Action Adaptation

'Kingsman: The Secret Service' Blu-ray Review: A kick-ass riff on the Bond formula that will leave audiences shaken and stirred

June 10, 2015Ben Mk


"The suit is a modern gentleman's armor. And the Kingsman agents are the new knights."


Feature Rating:  

When you think of spy movies, it's hard not to think of 007 himself, James Bond. The iconic film franchise has become synonymous with the genre; and just as it has grown more solemn in tone over the years, so too has the genre itself. Luckily, those who yearn for the more lighthearted feel of sixties-era espionage flicks can find an alternative to the gloom and doom of MI6 in Kingsman: The Secret Service.


Based on the Miles Millar and Dave Gibbons comic, the movie revolves around an organization known as Kingsman. On the surface it's a tailor's shop located in the heart of London's posh Savile Row, but in actuality it's a clandestine spy outfit "operating at the highest level of discretion." Led by Arthur (Michael Caine), its dapper ranks include Merlin (Mark Strong), Galahad (Colin Firth) and Lancelot (Jack Davenport), the latter of whom meets his untimely end investigating the villainous schemes of megalomaniacal dot-com billionaire Raymond Valentine (Samuel L. Jackson, trying a lisp on for size), sending Galahad — whose real name is Harry Hart — on a mission to find his colleague's killer, and to find the organization some new blood.

Harry's search leads him to Gary "Eggsy" Unwin (newcomer Taron Egerton), a South London hoodlum on the fast-track to the nick, who also happens to be the son of another Kingsman agent who met his demise seventeen years earlier. In short, Eggsy's a diamond-in-the-rough. All he needs is a nudge in the right direction, something he receives when Harry takes him under his wing and thrusts him into competition with eight other promising young candidates, all vying for the chance to be Kingsman's newest recruit.

What follows is madcap, over-the-top violent and downright delirious — an unlikely melting pot of George Bernard Shaw, Ian Fleming and Quentin Tarantino that finds director Matthew Vaughn and his co-writer, Jane Goldman, once again working the same magic that made their 2010 superhero flick, Kick-Ass, the subversive, balls-to-the-wall romp that it was. Only this time, instead of spandex tights and flowing capes, they're dealing in state-of-the-art gadgetry, bespoke suits and high-class liqueurs.

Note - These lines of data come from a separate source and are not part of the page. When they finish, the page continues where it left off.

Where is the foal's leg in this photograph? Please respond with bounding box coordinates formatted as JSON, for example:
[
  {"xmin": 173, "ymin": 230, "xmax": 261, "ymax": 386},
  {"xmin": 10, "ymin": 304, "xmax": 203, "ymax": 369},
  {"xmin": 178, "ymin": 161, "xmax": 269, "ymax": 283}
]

The end result is a bloody good time that will leave audiences both shaken and stirred. Just don't think of Kingsman: The Secret Service as another Austin Powers. Because while the movie does unmistakably have its tongue planted firmly in its cheek, it isn't spoofing the spy genre, merely injecting some of the fun back into it. And with a sequel in the works, that means moviegoers will have plenty more ludicrous mayhem to look forward to.

Audio/Visual Rating:  

There's simply no overstating how phenomenal Kingsman: The Secret Service looks on Blu-ray. Hues are crisp and vibrant, from Valentine's colorful wardrobe to the deep greens, browns and golds of the Kingsman tailor shop; detail is impeccable, especially the prints and patterns on the double-breasted Savile Row suits; and black levels and contrast are consistently bold and deep. This is one flawless hi-def image indeed; and the same goes for the movie's 7.1 DTS-HD Master Audio soundtrack. Dialogue is always highly intelligible; background and foreground music is nice and weighty; and the film's action-packed sound effects, comprised largely of fisticuffs, gunfire and explosions, are thoroughly immersive.


Extras Rating:  

Fox's single-disc Blu-ray release includes an iTunes/UltraViolet digital copy of the film, plus the following Blu-ray extras:

  • Kingsman: The Secret Service Revealed (1:31:41) - A comprehensive, six-part, making-of documentary that delves into the film's various aspects. Panel to Screen: The Education of a 21st Century Super Spy (10:19) explores the origins of both the movie and the comic; Heroes and Rogues (23:09) has the filmmakers talking about the casting of the main characters; Style All His Own (10:49) has the cast lauding Vaughn's skills as a filmmaker; Tools of the Trade (15:21) gives viewers a look at the film's props, weapons and costumes; Breathtakingly Brutal (17:27) focuses on the film's physical action and stunts; and Culture Clash: The Comic Book Origins of the Secret Service (15:09) provides a bit more detailed insight into the creation of the Millar and Gibbons comic.
  • Galleries - A slideshow collection of 51 Behind the Scenes photos, 24 photos of Sets, and 39 photos of Props.
  • Theatrical Trailer (2:22)


Kingsman: The Secret Service is available from Twentieth Century Fox Home Entertainment as of June 9th, 2015. The Blu-ray features DTS-HD Master Audio 7.1 and 5.1 Descriptive English audio, as well as Spanish and French Dolby Digital 5.1 tracks. Subtitles are presented in English SDH and Spanish. The film's runtime is 2 Hrs. 9 Mins.